Хромов ждал: вот-вот Мордовцев поднимет отечные веки, скажет Сафонову… Нельзя же убивать человека, человека же! Но Мордовцев равнодушно сплевывал табачную горечь себе под ноги и глядел в сторону. Егерю стало по-настоящему страшно. Он кинулся вперед, головой сбил Мордовцева с ног.
Тяжелый тупой удар в затылок остановил его, бросил на землю.
— Дождался, гад. Все село взбаламутил, детей с родителями разбил…
— Не до смерти бейте, мокрых дел мне не нужно, а память чтоб была, пусть жизнь инвалидом кончит.
— Засудят нас, Прокофий Митрофаныч, убери ружье, Сафон, не стреляй!
— Не бойтесь, не засудят. Кто ему без свидетелей поверит? Все статьи назубок знаем.

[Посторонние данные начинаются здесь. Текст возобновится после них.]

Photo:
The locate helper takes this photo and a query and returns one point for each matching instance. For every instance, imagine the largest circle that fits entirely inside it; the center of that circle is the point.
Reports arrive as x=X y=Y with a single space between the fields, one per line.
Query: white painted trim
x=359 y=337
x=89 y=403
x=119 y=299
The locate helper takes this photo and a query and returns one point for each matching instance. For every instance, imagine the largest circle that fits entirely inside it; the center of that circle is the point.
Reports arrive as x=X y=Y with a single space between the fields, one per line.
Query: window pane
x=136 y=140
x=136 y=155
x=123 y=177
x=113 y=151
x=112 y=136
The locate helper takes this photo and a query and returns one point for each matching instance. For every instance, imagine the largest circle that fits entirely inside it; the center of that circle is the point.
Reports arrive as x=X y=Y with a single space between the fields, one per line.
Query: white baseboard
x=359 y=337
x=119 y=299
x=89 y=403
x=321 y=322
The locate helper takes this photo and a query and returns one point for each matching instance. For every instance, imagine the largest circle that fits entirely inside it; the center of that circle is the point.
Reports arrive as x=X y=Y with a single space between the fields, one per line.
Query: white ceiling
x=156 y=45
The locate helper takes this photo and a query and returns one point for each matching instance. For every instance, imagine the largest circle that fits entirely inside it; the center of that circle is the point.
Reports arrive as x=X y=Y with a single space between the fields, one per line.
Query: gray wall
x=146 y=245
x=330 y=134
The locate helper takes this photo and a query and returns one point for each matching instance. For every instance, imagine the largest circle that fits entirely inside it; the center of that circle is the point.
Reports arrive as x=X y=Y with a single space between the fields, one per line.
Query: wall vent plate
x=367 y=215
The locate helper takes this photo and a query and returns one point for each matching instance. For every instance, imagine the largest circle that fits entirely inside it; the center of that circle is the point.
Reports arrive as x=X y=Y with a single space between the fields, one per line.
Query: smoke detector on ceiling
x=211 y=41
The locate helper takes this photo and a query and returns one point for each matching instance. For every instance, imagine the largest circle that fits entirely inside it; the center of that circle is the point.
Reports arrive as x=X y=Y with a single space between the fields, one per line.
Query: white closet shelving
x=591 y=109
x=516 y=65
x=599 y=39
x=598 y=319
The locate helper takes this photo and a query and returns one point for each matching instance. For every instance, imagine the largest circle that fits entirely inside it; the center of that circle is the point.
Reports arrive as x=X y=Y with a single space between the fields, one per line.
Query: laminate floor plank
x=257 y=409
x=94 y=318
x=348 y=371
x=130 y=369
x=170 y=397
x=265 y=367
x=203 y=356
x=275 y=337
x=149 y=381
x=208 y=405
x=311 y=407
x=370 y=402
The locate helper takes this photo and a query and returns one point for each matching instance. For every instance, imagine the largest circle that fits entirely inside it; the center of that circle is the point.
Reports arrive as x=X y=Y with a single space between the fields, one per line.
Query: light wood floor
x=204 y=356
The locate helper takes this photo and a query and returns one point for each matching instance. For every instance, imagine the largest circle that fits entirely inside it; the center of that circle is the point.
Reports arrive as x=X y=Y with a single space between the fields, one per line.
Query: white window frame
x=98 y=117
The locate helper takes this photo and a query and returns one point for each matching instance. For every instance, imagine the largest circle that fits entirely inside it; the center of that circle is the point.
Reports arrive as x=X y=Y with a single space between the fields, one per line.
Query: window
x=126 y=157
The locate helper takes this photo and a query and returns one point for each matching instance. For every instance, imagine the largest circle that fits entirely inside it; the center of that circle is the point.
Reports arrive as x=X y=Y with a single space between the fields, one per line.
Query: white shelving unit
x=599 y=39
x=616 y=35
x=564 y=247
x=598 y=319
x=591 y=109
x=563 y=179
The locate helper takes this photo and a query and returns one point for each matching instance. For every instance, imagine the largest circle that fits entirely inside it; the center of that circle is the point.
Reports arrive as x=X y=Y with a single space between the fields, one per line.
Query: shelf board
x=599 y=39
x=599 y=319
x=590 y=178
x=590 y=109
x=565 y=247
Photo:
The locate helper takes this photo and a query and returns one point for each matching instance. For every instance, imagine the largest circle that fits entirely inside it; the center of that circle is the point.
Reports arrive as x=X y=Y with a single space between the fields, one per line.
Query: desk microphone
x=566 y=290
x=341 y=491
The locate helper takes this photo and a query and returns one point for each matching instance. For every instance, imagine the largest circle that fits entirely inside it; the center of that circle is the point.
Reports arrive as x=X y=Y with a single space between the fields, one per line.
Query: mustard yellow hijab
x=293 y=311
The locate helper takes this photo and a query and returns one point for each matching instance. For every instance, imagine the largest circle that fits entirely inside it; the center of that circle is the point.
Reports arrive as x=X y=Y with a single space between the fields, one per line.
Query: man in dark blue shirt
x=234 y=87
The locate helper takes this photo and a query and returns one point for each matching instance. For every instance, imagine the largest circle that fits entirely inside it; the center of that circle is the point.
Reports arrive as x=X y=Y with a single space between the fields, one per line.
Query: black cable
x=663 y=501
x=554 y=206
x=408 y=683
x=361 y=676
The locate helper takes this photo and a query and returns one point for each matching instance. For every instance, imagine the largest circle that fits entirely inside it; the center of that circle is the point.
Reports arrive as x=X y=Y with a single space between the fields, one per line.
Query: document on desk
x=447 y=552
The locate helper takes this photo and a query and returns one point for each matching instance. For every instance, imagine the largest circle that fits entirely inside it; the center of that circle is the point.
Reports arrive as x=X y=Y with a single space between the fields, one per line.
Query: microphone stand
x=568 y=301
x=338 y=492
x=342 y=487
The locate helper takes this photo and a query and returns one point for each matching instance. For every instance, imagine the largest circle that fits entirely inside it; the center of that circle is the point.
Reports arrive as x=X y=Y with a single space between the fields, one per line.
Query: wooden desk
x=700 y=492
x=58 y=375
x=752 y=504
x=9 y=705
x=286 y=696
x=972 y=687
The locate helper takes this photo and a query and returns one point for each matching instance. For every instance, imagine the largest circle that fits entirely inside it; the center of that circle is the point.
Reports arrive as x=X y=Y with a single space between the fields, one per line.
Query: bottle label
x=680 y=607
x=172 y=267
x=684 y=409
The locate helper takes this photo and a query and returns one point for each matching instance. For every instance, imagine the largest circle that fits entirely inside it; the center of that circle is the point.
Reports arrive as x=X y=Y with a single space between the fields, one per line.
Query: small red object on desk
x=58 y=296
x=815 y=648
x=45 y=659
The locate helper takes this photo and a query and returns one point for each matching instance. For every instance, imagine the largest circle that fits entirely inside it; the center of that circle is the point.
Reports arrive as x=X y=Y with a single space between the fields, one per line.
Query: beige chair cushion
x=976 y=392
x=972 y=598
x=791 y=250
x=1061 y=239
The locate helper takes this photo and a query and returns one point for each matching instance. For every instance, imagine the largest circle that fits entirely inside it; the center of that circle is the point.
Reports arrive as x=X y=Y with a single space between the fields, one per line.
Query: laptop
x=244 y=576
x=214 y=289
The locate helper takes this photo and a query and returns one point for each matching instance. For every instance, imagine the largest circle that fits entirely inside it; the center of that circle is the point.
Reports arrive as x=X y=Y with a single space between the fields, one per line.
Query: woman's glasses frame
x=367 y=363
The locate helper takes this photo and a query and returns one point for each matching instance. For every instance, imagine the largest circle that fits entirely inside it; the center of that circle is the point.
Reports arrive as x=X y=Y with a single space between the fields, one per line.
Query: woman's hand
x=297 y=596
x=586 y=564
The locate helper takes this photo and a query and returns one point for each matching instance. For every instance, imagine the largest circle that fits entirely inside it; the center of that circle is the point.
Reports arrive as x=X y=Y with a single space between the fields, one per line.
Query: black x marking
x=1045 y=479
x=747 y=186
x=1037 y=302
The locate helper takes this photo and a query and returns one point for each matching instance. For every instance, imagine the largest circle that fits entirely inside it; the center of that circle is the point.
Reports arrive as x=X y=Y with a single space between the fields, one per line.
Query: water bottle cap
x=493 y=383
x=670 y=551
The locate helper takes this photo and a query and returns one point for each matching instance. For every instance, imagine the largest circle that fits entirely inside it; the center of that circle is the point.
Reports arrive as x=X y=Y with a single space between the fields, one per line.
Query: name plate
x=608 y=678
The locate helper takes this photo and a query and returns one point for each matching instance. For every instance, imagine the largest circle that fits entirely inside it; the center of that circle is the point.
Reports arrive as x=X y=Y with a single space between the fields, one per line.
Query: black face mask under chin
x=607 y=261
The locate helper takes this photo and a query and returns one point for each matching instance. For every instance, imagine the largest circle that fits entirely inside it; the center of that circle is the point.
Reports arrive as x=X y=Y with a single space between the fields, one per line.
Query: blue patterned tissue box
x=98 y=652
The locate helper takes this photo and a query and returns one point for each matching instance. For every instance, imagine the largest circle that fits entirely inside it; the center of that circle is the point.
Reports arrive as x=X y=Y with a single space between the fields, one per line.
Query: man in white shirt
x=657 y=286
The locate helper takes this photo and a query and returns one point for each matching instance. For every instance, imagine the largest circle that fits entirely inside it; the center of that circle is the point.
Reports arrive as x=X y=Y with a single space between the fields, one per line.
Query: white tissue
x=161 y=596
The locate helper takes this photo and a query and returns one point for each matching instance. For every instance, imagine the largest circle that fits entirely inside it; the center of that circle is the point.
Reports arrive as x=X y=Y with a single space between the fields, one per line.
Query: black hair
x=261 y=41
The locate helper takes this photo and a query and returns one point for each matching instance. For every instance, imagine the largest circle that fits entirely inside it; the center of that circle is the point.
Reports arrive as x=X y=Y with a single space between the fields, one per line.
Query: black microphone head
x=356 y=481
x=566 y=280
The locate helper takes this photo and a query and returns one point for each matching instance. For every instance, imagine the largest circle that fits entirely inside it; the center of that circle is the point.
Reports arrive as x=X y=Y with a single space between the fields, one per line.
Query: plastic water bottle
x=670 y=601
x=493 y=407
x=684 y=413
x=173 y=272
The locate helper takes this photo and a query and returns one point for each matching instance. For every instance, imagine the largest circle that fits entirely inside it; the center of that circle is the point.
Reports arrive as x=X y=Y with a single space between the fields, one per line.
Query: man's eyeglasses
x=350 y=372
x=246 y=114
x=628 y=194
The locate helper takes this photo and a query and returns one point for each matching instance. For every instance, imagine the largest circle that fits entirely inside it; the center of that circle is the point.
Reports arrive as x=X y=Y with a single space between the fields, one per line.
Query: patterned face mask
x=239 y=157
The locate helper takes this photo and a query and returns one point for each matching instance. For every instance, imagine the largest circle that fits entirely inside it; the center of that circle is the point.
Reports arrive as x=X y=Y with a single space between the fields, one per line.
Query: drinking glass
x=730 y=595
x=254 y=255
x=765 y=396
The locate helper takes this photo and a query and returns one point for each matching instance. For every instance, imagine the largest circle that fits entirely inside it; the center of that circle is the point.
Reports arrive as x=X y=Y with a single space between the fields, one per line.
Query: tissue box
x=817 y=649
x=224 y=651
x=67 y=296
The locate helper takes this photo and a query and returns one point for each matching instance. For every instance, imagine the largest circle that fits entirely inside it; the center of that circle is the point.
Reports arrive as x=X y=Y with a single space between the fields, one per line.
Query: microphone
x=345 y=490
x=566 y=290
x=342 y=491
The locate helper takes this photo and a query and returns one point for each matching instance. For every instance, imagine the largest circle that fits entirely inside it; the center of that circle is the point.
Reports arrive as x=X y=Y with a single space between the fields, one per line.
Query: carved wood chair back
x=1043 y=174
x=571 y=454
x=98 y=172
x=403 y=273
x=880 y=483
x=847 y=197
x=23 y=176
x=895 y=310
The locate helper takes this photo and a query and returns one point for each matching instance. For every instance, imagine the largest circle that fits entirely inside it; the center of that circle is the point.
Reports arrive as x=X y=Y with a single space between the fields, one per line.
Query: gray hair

Хромов попытался приподняться, но на груди осела многопудовая тяжесть, и сознание помутилось.
Очнулся, пополз… К речке, к воде, пить… Окунул голову, чуть не захлебнулся, но все пил, пил.
Вокруг — никого. Ни Мордовцева, ни его приятелей. Да были ли они? Были: боль пронзает то грудь, то бока, стреляет в пояснице. Может, затаились где? Что они тут наделали? Лося убили? Поискать, куда спрятали.
Встал на колени, подобрал сук. Издали донесся редкий, с подвизгом лай. Чья-то собака идет по следу…
…Охотник устал. Кабаньи следы от картофельного поля у села сначала отдельными цепочками потянулись к болоту, долго петляли по лесу, сливаясь в черную тропу, и наконец привели к Линде.
Лайка тявкнула, напряглась у кустов. В зарослях что-то шевельнулось.
Выстрел прозвучал глухо. Клубы вязкого вечернего тумана вяло колыхнулись над низиной и, отяжеленные пороховым дымом, стали оседать на траву.
В кустах у речки кто-то тяжко, с болью вскрикнул, захлебнулся и умолк. В ожидании чего-то страшного притихли птицы, припал к земле горностай.
Взъерошенная лайка кинулась в кусты и зарычала. Охотник вынырнул из тумана, бросился за собакой. Но, раздвинув ветки, судорожно дернулся назад: у ручья, уткнувшись головой в осоку и неловко выставив назад локти, лежал человек. На плотно облегавшей спину куртке набухало темно-красное пятно.
Охотник отшатнулся, рванулся прочь от этого места. Лайка, поджав уши, потрусила за ним.
Скупое вечернее солнце низко повисло над Лыковщиной, на листьях черемухи заблестела роса. В дальнем сухом бору трубно заявил о себе пионерский сигнал сбора. Зашевелились птицы в ветвях, метнулся под валежину горностай, хрюкнул в болоте кабан, и повсюду опять заворошилась жизнь.